February 23, 2010
The past month has been difficult. A death in the family has upset our lives and we are both slowly, tentatively dipping our toes into the apparently calm water following a rough set of rapids.
One of the consequences of the travel involved was that I haven’t been able to practice. In the past four weeks I’ve only had one week of practice, and last night and tonight were the first practice sessions in 15 days. As a beginner my playing skills are fragile; things sound rough after not playing for two weeks.
Last night I decided that I would play through the Suzuki book from Twinkle, Twinkle right up to the newest pieces I’m learning. At first everything felt awkward and sounded worse. Sibylle assured me that it sounded effortless. It certainly didn’t feel that way at first. By the end of my practice session things were starting to feel better again.

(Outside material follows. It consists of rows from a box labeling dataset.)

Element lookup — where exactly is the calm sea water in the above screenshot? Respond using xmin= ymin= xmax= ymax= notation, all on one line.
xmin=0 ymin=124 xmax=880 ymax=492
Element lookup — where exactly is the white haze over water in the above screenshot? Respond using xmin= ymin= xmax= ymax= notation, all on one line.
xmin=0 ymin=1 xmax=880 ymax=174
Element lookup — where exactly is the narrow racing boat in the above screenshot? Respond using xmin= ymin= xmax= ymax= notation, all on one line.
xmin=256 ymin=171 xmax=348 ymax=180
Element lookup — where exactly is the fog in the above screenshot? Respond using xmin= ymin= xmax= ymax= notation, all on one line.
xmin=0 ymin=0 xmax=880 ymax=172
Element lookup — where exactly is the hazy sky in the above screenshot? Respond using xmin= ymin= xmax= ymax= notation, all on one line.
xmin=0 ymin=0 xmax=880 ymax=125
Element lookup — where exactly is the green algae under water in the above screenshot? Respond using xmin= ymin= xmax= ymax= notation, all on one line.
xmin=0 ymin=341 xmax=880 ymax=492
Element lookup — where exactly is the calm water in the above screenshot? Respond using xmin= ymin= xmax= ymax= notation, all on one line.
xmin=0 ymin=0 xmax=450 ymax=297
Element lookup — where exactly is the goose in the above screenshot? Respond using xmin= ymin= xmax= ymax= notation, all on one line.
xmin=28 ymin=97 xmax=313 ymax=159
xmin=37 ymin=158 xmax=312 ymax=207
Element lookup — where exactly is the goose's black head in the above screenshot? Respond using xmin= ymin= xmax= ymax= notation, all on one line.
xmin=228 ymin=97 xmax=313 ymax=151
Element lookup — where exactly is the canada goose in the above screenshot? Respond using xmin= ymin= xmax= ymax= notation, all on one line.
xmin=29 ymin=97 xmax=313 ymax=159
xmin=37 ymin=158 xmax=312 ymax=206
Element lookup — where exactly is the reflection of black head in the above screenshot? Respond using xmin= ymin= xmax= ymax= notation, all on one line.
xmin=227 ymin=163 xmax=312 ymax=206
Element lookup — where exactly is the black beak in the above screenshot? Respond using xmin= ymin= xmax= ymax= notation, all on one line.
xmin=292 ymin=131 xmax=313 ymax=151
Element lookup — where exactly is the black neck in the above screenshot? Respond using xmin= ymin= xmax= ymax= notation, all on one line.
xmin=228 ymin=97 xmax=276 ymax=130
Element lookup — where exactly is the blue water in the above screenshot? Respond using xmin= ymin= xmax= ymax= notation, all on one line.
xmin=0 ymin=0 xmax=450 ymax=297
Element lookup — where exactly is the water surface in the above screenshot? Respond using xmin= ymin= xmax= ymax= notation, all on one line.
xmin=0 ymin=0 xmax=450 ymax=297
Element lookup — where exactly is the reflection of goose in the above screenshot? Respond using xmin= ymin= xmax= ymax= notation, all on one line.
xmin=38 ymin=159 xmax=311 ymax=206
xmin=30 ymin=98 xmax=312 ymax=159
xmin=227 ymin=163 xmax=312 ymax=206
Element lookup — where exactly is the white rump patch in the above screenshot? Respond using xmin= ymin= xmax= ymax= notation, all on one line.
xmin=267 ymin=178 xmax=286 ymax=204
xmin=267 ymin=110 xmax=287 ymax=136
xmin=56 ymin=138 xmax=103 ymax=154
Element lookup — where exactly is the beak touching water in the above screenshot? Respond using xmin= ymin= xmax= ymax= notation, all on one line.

Tonight I wanted to focus on hooked bowing, and slurs, which are the latest two techniques in my bag of tricks. I can play using hooked bowing, haltingly and without an attention to the piece’s rhythm. My teacher told me I’d need to play the piece, especially the hooked portions about a thousand times to really commit it to muscle memory. After tonight I only need about 975 more iterations.
Being tired from our trip isn’t helping either. Building off something Sibylle said, I recognize that I have a certain playing capacity, an upper limit to my ability. Playing something like Twinkle, Twinkle is relatively easy. I pick a key and set off through the piece with no trouble. Even the rhythm variations come easily. Twinkle is well within my playing capacity. The newest pieces (even some of the previously down pat older pieces) approach my upper capacity, and therefore are harder to play. Toss in some jet lag and a lack of practice over the past couple of weeks and you get some rough sounding music.
Still, it feels good to be playing again. And I know that within a few days my roughness will fade and I’ll be progressing once more.